1- CHU ARNAUD DE VILLENEUVE - MONTPELLIER - FRANCE
2- CHU LYON HFME - LYON -FRANCE
3- CHU NECKER ENFANTS MALADES - APHP - PARIS - FRANCE
4- CHU MARSEILLE HOPITALK DE LA TIMONE - APHM - MARSEILLE - FRANCE
5- CHU NANTES HOPITAL MERE ENFANT PEDIATRIE - NANTES - FRANCE
6- CHRU NANCY HOPITAL BRABOIS - NANCY - FRANCE
7- CHU ROBERT DEBRE - APHP - PARIS - FRANCE
8- CHRU CLOCHEVILLE - TOURS - FRANCE
9- CHU ARMAND TROUSSEAU - APHP - PARIS - FRANCE
10- CHU TOULOUSE HOPITAL DES ENFANTS - TOULOUSE - FRANCE
11- CHRU LILLE HOPITAL JEANNE DE FLANDRES - LILLE - FRANCE
12- CHU RENNES HOPITAL PONTCHAILLOUX - RENNES - FRANCE
13- CHRU STRASBOURG HOPITAL DE HAUTEPIERRE - STRASBOURG - FRANCE
14- CHU LA REUNION HOPITAL FELIX GUYON - ST DENIS - FRANCE
15- CHRU REIMS AMERICAN MEMORIAL HOSPITAL - REIMS - FRANCE
16- CHU BORDEAUX HOPITAL PELLEGRIN - BORDEAUX - FRANCE
17- CHU NICE HOPITAL LARCHET - NICE - FRANCE
18- AGENCE DE LA BIOMEDECINE - LA PLAINE ST DENIS - FRANCE
 
Introduction:

Post transplant lymphoproliferative disorder (PTLD) is the most frequent malignant complication in pediatric renal transplantation. Data from registries provided some informations about incidence and mortality rates but only scarce data are available about the therapeutic management, outcome and risk factors for the occurrence of PTLD in pediatric recipients. The aims of this study were: -Describe PTLD incidence, clinical and histopathological features, therapeutic management and the patient and renal graft outcome in pediatric renal transplanted patients in France over the 2000-2016 period. -Identify risk factors for PTLD occurrence in pediatric renal recipients.

Material and methods:

Using the french nationwide registry for renal transplantation CRISTAL, any pediatric patient who received a renal transplantation between year 2000 and 2016 was included and PTLD cases identified. To improve completeness, data were also collected from the 17 french pediatric nephrology transplantation centers. The data collected for each patient were age at transplantation, sex, initial nephropathy, HLA matching, EBV and CMV serostatus and immunosuppressive regimen.
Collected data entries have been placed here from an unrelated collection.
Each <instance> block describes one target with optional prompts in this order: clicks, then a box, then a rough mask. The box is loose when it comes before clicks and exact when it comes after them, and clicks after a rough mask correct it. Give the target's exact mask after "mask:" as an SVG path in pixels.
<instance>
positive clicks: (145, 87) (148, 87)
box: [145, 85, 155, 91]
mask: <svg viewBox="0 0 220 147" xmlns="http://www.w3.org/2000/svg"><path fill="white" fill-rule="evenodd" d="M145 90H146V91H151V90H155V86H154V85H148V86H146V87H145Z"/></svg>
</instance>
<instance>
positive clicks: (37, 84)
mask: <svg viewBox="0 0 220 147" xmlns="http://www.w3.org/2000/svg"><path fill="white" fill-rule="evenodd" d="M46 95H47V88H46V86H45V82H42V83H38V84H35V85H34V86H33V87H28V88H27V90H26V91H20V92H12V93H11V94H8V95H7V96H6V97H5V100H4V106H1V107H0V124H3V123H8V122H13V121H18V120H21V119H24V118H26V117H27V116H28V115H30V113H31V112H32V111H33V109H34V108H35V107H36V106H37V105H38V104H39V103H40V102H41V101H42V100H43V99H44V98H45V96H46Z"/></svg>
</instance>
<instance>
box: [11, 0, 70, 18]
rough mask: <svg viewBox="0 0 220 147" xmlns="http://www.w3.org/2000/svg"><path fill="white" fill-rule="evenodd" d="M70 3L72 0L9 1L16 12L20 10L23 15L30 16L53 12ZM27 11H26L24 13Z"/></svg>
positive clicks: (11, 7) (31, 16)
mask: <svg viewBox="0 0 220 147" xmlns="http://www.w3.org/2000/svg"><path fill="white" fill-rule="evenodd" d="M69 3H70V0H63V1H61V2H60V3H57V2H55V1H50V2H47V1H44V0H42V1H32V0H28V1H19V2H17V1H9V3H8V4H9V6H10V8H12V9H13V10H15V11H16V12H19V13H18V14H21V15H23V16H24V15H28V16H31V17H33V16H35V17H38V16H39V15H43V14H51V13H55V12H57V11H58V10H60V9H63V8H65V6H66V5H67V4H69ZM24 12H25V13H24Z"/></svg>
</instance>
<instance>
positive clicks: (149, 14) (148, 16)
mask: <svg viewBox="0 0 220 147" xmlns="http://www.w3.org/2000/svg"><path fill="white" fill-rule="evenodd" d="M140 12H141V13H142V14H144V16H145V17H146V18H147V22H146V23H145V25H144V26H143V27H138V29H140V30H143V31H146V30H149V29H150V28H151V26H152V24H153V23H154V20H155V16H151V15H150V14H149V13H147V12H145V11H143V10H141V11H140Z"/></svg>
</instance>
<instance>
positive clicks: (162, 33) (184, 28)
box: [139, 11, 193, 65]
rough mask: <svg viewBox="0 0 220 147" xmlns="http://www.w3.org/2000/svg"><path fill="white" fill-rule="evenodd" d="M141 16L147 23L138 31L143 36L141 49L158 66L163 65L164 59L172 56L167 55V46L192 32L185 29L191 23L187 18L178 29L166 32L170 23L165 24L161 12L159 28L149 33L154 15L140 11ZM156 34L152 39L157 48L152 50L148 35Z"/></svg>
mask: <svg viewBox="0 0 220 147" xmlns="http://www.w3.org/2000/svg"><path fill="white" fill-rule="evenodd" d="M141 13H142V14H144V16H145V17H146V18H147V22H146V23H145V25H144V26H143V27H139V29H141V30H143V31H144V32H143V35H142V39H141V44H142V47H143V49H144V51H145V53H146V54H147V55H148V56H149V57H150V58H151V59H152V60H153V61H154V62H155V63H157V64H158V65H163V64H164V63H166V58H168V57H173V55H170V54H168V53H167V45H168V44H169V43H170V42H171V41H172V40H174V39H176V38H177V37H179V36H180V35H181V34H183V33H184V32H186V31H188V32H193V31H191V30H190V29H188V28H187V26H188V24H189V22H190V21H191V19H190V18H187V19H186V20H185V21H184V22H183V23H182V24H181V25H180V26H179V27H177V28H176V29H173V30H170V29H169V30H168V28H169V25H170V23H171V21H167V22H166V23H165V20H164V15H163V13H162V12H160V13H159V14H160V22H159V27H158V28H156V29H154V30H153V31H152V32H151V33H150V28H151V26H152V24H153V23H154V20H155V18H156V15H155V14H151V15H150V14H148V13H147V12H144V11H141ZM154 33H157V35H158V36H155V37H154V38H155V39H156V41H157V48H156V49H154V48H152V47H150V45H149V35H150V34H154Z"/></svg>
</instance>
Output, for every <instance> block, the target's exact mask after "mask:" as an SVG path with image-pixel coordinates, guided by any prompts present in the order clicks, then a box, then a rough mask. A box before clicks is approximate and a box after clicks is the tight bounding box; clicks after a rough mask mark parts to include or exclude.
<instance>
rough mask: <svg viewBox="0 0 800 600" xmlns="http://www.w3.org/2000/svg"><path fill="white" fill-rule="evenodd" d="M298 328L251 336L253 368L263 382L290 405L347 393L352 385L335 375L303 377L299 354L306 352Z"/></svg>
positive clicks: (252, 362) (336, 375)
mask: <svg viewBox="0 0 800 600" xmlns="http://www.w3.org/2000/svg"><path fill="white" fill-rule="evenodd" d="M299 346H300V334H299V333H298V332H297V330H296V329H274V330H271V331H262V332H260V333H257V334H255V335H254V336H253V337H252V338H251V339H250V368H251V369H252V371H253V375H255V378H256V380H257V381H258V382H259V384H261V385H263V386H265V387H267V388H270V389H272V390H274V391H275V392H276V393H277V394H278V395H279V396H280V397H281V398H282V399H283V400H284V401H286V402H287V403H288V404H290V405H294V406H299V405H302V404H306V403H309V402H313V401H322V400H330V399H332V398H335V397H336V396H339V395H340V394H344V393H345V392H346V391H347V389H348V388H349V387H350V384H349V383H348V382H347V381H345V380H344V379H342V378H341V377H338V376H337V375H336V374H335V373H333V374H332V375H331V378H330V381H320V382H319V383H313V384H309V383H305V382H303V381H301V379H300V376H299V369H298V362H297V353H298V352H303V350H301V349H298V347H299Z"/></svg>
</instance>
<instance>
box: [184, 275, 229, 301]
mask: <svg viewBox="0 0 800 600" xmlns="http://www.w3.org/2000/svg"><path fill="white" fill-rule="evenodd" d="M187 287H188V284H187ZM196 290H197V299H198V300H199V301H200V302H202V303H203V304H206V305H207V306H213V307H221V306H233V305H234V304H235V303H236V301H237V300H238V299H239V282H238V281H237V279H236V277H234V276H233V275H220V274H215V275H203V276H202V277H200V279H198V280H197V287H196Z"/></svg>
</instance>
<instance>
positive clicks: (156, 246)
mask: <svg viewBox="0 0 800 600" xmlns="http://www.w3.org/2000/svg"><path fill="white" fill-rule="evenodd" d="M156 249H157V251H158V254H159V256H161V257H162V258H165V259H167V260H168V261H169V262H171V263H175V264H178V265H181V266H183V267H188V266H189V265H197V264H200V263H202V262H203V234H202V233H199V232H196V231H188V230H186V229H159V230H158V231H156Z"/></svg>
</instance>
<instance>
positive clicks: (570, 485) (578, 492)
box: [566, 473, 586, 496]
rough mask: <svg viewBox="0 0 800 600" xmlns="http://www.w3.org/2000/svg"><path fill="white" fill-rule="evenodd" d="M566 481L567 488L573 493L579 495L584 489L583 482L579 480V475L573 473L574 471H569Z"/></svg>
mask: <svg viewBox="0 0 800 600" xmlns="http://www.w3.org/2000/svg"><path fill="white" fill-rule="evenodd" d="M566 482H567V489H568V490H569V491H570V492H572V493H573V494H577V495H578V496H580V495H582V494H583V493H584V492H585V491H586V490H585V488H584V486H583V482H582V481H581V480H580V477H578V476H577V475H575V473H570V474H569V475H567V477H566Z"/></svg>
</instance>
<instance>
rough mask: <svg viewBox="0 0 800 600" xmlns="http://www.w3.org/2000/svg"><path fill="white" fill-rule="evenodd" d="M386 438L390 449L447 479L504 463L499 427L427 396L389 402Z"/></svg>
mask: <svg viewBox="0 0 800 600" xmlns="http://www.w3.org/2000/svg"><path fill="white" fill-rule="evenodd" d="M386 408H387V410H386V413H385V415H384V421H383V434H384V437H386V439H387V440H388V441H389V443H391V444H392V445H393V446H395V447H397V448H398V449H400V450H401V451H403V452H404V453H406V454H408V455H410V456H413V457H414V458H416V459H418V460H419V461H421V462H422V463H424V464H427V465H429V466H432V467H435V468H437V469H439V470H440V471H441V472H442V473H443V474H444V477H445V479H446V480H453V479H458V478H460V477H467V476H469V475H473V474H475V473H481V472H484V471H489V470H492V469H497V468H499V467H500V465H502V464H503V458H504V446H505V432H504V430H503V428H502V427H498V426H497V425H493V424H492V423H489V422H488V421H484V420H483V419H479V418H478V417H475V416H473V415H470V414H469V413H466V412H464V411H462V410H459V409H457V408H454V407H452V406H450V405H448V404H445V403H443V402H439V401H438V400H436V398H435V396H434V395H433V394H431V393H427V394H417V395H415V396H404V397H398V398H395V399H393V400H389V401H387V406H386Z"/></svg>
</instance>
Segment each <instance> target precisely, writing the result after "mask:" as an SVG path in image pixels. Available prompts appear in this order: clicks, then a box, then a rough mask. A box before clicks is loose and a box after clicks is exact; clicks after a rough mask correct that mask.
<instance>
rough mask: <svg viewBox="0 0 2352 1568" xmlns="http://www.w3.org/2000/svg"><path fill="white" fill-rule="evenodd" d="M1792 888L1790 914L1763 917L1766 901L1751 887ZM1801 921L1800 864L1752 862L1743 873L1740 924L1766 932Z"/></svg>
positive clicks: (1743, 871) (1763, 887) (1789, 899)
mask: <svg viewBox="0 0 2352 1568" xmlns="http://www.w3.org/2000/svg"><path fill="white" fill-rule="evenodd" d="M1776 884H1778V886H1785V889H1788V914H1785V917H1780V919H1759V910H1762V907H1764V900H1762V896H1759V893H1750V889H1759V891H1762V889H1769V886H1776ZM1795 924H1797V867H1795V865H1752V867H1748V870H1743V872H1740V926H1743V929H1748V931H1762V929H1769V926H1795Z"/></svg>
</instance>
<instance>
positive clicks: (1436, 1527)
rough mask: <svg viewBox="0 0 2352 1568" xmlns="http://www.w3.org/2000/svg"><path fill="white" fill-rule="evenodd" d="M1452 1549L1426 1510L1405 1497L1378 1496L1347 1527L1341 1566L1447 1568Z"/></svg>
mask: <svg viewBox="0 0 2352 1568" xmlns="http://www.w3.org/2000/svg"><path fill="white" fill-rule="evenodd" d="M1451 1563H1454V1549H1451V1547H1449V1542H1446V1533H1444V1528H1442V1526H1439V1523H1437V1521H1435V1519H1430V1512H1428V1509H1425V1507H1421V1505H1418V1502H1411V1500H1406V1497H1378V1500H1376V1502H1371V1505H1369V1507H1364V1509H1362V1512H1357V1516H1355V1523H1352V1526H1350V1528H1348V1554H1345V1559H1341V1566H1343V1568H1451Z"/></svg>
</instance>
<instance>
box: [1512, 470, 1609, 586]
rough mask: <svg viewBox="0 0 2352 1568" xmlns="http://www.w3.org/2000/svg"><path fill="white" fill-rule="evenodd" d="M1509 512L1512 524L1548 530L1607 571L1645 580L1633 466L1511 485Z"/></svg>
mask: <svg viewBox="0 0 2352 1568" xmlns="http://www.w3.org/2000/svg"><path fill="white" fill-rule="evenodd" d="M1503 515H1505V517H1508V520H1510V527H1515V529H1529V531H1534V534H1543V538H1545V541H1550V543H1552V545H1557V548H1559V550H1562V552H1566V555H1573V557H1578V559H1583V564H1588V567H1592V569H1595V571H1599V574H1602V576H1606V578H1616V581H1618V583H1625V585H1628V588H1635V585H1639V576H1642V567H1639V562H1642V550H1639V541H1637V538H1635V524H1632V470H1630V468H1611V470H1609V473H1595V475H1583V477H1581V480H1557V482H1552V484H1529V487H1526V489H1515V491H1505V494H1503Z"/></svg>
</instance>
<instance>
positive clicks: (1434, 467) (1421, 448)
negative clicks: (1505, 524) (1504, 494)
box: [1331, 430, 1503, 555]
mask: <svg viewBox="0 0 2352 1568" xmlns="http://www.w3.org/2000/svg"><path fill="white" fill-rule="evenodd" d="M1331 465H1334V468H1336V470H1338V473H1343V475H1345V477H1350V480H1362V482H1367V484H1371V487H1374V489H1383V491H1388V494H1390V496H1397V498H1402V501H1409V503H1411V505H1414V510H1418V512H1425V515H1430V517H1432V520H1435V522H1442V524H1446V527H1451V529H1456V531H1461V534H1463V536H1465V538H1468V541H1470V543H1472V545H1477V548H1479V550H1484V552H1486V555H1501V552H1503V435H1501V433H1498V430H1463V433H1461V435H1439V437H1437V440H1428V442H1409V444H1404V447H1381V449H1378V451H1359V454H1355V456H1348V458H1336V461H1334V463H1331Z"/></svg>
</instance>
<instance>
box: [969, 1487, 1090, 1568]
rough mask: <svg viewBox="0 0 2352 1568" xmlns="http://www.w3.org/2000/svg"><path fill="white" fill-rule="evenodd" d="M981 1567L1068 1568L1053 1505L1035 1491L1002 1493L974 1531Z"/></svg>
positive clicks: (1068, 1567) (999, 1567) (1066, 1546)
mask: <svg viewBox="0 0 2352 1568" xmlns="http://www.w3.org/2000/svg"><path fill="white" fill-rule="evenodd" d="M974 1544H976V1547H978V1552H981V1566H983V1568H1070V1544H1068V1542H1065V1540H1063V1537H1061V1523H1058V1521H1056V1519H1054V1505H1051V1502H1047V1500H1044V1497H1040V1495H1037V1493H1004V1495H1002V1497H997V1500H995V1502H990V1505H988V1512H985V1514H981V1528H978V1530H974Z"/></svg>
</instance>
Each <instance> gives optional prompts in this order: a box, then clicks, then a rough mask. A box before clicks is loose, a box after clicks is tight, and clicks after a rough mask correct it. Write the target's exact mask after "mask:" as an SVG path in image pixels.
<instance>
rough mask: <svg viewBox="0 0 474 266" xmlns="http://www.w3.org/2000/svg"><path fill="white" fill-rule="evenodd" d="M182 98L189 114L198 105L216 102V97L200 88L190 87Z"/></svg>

Renal assessment was performed at 1 year and at last follow up. Mutivariate analysis (Cox model) was performed to highlight risk factors for PTLD occurrence.

Results:

Over the 2000-2016 period, PTLD occured in 40 out of 1285 renal transplanted patients. The median time to PTLD onset after transplantation was 23 months [3-192]. The cumulative incidence of PTLD at 5 years after transplantation was 2.45% with an increased risk in the first year after transplantation. Median patient follow up after PTLD occurrence was 3 years [1-12.9]. Over this period, PTLD occurrence did not significantly affect graft survival (HR 0.495 [95% CI 0.153-1.16], p0.16) and patient survival (HR 2 [95% IC 0.323-6.08]; p0.34). Independant risk factors for PTLD occurrence are young age at transplantation, EBV serostatus mismatch (R-/D+), second renal transplantation and the use of tacrolimus.

Conclusions:

The definition of reliable risk factors is essential to identify patients at risk of PTLD and to personnalize immunosuppressive regimen. Our results suggest to discuss the use of tacrolimus in young recipient with EBV mismatch serostatus (R-/D+).